Going Deep (Alpha Ops #5)

“Go again,” Conn said.

She ran once more, already getting the hang of the test strip, improving her shifting and her time by half a second. Then she drove off the track and parked by Shane’s trailer, where Conn’s car was running. Finn was sitting half in and half out the driver’s seat, listening to the rumbling engine with an attentive ear. He gave Shane a questioning thumbs-up, one Shane returned with a definitive thumbs-up.

“Why is it so loud?” Cady shouted.

“The exhaust stops right after the manifold,” Conn said, his voice also raised. “Mufflers are great for making cars run quietly, but every inch of exhaust pipe reduces performance.”

“Oh.”

Finn hoisted his lean frame out of the car, then leaned through the open window after Conn got in, explaining something Cady caught only in snatches and didn’t understand anyway. Conn tossed her a vague salute as the car rolled toward the waiting line.

Cady wandered toward the chain-link fence. The stands, normally full on a Saturday night, were all but empty. The canteen was open, one bored-looking girl alternately serving up the occasional coffee or hot cocoa and flirting with the various crew members. Finn was among the guys at the counter, nursing a cup of coffee. Shane walked to the canteen, hands shoved deep in his pockets. Cady wondered if he’d picked up the habit from Conn, or vice versa. He ordered a cup of coffee, then walked over to stand beside her.

“Conn asked you to keep an eye on me, didn’t he?”
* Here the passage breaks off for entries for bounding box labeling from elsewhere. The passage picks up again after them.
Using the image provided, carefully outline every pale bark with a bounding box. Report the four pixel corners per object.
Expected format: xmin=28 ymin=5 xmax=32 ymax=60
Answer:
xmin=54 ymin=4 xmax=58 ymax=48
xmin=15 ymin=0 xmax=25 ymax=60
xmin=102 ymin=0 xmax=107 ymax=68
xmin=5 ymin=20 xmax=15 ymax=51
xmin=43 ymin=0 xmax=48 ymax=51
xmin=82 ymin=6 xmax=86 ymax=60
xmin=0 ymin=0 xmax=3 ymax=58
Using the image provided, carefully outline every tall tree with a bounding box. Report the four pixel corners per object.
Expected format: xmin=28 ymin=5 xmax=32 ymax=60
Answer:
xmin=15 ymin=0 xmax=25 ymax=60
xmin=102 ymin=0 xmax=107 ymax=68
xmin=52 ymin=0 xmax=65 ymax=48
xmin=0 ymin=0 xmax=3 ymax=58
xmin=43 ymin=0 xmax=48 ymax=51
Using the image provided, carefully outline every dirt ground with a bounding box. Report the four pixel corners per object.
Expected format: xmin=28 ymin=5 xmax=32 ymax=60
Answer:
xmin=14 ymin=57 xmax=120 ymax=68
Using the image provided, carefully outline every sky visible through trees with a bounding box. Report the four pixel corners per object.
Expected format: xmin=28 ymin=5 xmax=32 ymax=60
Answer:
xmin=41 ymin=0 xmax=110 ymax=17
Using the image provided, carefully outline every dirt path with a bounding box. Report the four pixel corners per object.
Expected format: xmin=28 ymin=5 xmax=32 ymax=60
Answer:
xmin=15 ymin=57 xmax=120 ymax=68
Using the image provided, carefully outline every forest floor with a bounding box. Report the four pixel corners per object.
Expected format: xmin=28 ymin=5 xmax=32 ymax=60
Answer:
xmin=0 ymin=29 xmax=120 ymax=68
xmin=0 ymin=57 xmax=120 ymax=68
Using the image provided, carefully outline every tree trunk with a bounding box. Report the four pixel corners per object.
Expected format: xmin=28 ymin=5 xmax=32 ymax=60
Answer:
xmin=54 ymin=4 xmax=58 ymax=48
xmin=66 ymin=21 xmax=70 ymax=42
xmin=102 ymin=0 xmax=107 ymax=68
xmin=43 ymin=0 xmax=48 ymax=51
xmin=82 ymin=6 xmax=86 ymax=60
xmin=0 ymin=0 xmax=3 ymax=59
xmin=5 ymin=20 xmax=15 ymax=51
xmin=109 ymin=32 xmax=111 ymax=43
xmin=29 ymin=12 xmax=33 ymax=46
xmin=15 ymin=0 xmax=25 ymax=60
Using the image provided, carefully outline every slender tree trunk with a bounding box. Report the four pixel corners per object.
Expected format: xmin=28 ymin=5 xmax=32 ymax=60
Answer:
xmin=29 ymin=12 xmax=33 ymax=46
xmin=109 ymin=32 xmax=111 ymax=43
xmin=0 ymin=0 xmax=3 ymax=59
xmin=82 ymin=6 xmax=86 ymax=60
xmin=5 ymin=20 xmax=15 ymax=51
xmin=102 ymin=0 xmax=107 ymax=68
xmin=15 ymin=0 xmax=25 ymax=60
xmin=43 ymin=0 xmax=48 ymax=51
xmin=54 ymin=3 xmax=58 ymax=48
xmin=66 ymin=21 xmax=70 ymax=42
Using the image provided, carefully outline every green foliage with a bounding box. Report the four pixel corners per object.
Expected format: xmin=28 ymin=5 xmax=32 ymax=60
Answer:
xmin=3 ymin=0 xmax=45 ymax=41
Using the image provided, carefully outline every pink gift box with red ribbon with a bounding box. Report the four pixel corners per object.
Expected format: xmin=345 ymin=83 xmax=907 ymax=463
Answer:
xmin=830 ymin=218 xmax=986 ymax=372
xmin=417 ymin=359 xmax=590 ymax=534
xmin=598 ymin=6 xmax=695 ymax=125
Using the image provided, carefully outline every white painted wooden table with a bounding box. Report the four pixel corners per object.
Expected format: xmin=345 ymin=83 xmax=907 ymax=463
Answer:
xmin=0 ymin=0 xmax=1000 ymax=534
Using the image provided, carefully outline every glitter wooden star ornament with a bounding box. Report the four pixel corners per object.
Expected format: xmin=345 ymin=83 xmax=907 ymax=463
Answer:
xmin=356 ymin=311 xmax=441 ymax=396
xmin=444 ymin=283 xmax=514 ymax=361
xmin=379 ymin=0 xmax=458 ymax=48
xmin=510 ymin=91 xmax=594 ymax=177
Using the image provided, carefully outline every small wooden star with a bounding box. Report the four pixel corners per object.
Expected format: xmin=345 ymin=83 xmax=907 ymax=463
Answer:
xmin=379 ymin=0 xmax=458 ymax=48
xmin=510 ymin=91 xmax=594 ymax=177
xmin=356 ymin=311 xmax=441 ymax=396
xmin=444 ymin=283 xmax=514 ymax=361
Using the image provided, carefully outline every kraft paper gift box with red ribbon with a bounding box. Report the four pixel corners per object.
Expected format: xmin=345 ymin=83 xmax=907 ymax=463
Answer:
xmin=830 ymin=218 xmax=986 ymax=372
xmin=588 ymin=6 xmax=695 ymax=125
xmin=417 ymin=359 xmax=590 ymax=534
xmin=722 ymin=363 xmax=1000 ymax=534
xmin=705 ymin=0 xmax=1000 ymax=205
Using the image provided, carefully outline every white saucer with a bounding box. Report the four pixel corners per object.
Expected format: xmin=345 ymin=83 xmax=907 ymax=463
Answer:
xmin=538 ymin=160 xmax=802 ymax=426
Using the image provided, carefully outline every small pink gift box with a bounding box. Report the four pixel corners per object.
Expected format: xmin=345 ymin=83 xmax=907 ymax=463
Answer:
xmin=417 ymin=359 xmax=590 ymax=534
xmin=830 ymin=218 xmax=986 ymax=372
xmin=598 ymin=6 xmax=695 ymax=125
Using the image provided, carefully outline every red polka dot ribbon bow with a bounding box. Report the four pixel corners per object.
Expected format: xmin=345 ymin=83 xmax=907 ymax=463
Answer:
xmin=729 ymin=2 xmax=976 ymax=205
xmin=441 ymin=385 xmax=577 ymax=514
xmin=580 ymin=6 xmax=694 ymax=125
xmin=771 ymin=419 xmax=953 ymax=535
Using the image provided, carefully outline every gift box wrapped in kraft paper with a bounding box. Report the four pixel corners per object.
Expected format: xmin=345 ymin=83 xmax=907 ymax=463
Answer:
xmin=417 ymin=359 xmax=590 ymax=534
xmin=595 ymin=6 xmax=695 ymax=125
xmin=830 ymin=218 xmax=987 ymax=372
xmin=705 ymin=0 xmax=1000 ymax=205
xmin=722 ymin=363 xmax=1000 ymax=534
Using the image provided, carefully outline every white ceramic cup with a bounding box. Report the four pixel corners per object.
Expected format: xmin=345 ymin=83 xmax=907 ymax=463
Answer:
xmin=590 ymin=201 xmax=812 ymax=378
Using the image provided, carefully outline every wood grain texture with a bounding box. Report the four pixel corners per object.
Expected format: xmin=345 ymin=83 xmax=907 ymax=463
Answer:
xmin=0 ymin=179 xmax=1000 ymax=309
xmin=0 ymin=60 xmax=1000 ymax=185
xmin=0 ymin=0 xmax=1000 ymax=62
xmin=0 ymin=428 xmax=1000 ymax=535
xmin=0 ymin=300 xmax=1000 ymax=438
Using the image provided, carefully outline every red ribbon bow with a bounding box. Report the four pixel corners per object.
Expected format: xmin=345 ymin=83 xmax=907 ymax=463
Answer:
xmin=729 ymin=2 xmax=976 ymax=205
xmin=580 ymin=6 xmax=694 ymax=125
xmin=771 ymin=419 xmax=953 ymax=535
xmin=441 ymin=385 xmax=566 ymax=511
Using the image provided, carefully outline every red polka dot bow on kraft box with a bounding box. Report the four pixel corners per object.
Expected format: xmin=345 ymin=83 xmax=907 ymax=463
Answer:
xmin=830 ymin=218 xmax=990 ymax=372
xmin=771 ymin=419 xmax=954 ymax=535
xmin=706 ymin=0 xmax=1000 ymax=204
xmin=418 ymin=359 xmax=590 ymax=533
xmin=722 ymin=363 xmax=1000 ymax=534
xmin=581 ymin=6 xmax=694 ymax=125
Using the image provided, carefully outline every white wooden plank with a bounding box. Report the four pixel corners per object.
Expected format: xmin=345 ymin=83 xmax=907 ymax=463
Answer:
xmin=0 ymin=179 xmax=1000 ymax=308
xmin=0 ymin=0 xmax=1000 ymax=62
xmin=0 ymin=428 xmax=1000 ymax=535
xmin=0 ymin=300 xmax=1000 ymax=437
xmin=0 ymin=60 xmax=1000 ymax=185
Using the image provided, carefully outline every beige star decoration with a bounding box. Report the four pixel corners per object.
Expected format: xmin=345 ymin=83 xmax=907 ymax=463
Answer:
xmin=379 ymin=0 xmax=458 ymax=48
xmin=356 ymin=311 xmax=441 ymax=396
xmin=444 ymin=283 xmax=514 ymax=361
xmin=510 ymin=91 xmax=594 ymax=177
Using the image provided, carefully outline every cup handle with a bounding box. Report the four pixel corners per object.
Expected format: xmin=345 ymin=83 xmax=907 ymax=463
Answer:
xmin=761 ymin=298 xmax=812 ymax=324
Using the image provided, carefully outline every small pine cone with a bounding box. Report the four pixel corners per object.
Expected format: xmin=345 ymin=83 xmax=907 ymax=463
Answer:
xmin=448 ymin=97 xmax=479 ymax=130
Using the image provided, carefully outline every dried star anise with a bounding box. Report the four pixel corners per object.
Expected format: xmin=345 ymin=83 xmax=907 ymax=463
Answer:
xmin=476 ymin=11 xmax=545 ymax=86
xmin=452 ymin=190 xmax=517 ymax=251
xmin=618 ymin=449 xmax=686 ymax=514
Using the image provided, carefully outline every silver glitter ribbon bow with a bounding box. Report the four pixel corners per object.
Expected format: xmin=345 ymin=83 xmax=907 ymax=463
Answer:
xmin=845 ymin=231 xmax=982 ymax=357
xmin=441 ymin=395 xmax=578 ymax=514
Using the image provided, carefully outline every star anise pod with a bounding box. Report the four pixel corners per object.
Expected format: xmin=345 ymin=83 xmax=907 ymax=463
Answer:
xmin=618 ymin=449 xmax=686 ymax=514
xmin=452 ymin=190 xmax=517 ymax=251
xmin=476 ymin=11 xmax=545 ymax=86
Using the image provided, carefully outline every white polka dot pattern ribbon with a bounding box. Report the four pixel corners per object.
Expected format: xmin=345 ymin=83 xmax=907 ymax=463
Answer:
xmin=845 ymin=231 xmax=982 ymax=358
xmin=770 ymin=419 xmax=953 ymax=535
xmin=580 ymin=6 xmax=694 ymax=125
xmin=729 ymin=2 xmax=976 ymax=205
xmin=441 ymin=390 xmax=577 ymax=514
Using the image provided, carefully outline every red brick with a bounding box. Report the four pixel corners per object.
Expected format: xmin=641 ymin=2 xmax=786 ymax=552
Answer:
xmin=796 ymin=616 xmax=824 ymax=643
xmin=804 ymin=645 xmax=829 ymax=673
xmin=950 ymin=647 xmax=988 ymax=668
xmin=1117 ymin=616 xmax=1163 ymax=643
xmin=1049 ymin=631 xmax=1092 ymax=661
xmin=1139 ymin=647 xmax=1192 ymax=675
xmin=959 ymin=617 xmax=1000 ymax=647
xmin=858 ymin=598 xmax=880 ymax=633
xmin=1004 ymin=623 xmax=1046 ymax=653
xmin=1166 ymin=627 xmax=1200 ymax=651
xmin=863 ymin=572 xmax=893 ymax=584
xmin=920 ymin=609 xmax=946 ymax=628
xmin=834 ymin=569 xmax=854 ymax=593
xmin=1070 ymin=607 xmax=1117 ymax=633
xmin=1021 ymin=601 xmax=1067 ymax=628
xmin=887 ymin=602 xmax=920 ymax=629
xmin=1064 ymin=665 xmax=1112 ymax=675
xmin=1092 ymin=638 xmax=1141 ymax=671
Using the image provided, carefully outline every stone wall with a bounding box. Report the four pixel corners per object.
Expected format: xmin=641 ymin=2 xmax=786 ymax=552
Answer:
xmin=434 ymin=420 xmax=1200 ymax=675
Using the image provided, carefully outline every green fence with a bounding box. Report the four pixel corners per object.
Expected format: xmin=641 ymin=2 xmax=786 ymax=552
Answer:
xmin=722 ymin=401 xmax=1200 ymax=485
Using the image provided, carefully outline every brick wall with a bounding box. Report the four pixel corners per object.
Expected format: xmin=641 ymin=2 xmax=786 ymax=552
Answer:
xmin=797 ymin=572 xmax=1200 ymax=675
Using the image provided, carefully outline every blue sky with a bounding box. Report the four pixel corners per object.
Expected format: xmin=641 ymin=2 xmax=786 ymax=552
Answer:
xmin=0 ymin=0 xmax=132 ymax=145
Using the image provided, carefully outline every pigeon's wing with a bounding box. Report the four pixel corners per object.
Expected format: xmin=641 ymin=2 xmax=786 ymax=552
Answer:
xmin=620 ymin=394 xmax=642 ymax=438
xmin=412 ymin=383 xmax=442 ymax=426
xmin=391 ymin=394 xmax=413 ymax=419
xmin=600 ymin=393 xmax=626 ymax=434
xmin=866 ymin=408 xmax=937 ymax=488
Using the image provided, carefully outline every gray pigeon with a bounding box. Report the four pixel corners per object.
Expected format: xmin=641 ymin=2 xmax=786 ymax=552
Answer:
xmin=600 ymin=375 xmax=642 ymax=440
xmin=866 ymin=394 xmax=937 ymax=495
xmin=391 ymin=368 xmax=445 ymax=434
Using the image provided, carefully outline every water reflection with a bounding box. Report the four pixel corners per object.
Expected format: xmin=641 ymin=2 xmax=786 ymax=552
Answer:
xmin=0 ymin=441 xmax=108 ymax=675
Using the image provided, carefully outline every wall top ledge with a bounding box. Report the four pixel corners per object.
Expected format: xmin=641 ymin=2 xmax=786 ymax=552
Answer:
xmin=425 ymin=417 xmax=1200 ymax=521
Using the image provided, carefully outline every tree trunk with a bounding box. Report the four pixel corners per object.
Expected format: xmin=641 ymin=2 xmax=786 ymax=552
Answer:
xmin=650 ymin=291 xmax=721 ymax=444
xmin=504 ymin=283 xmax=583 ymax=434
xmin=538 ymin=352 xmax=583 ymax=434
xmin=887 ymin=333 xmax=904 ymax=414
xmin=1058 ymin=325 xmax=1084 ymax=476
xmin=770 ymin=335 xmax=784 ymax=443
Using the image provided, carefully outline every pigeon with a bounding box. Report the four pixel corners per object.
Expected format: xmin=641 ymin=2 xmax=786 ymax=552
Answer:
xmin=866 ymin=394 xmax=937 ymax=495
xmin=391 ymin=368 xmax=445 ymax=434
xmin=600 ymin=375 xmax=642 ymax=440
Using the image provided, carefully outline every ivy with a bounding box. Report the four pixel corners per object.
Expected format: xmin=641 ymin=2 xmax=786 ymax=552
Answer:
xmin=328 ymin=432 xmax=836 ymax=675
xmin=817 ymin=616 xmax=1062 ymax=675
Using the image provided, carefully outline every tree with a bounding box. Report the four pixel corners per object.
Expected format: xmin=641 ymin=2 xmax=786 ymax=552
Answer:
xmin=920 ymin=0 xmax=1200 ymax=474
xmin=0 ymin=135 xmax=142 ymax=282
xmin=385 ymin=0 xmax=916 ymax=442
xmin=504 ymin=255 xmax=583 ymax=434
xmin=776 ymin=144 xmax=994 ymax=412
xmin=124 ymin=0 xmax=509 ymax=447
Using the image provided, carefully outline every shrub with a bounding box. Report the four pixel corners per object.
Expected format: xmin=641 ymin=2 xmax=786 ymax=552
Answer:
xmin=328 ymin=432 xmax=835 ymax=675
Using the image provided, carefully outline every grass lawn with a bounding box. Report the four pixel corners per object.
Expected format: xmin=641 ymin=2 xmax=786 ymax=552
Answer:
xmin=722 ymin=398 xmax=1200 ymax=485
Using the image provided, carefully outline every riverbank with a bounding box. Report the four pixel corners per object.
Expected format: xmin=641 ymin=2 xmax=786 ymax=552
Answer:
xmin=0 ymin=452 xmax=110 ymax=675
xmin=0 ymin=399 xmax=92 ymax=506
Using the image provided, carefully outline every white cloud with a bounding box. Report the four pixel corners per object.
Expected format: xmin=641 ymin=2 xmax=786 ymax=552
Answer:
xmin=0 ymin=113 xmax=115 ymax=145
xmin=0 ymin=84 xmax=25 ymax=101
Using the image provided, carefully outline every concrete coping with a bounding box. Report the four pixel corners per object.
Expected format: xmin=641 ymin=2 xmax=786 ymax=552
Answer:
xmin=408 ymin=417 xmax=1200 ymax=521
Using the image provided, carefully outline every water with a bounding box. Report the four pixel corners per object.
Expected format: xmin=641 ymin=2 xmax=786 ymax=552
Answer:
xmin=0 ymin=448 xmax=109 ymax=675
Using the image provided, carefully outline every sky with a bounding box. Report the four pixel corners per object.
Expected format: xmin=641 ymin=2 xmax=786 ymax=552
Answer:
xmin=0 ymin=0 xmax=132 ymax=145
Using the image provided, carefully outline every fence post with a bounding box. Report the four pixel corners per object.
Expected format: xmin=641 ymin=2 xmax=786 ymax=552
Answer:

Shane just smiled at her. “I don’t usually get to watch the races,” he said in answer. “Usually I’ve got two or three cars I’m tuning up between runs.”

“You don’t want to drive?”

“Sometimes I do. But I don’t feel about it the way Conn does.”

She turned back to the track. Conn was second in line for the warming strip, staring straight ahead. She took the opportunity to watch him. His eyes resolutely turned forward, his jaw set. Something struck Cady.

“He doesn’t look like he’s having fun,” she commented before she could fully think through the stupidity of that statement. Of course it wasn’t fun for him. Maybe it was a different kind of fun, the kind that comes from a depth and breadth of experience, a total immersion in a hobby or sport. Conn knew cars and racing inside and out. She’d had a couple of moments of exhilaration. He had two decades of racing in his brain and body.

“This isn’t much fun for Conn anymore,” Shane agreed, to her utter shock.

She looked at him. “Why not? Why is he still doing it?”

“You’ll have to ask him that,” Shane said.

Cady thought about this. In her experience, doing something after the fun was gone meant you were either in something for a profound love and fulfillment or you were stuck in a rut you needed to hop out of. Based on the expression on Conn’s face, she was leaning toward the latter.

He rolled up to the starting lights. They counted down from red through amber to green. The Camaro shot off the starting line.

“Good shifting,” Shane commented. “It’s trickier than you’d think.”

“I figured that out after one run,” Cady said. Conn had some serious driving skills.

They watched the car rocket down the runway, then turned in unison to see the time flash up on the LED display: 10.00.

“Damn,” Shane muttered. He blew out his breath. “All we need is two hundredths of a second. I’ve got to figure that out.”

“Figure what out?” Cady said. She felt like she’d been dropped into act three, maybe four, of a family drama. “I thought the point was consistency.”

“You’ll have to ask him that,” she and Shane said in unison. “Got it. Good thing I like a mystery.”

“It’s not much of a mystery,” Shane said easily. She liked the way he smiled at her, despite the serious look in his eyes. “Pretty common story, truth be told. But it’s Conn’s to tell, and I’m betting you’re the right person to hear it.”

Cady wasn’t so sure about that. She and Conn were involved in a freakish, spur-of-the-moment relationship that was about sex and a total absence of privacy. They’d been thrown together because Chris thought she was in danger and Conn needed to be shuffled aside while Hawthorn tried to find out who’d beaten a man to a pulp and was trying to frame Conn for it. It was hardly something to write a song about. “What makes you think that?” she said, absently. Conn’s car had crawled up the return runway and angled into the back of the line for another run.

“He’s never brought another woman to the track,” Shane said.

“He has to bring me to the track,” she said, exasperated. Shane and Finn were acting like Emily and her BFFs, parsing every situation for meaning where there was none. “It’s work.”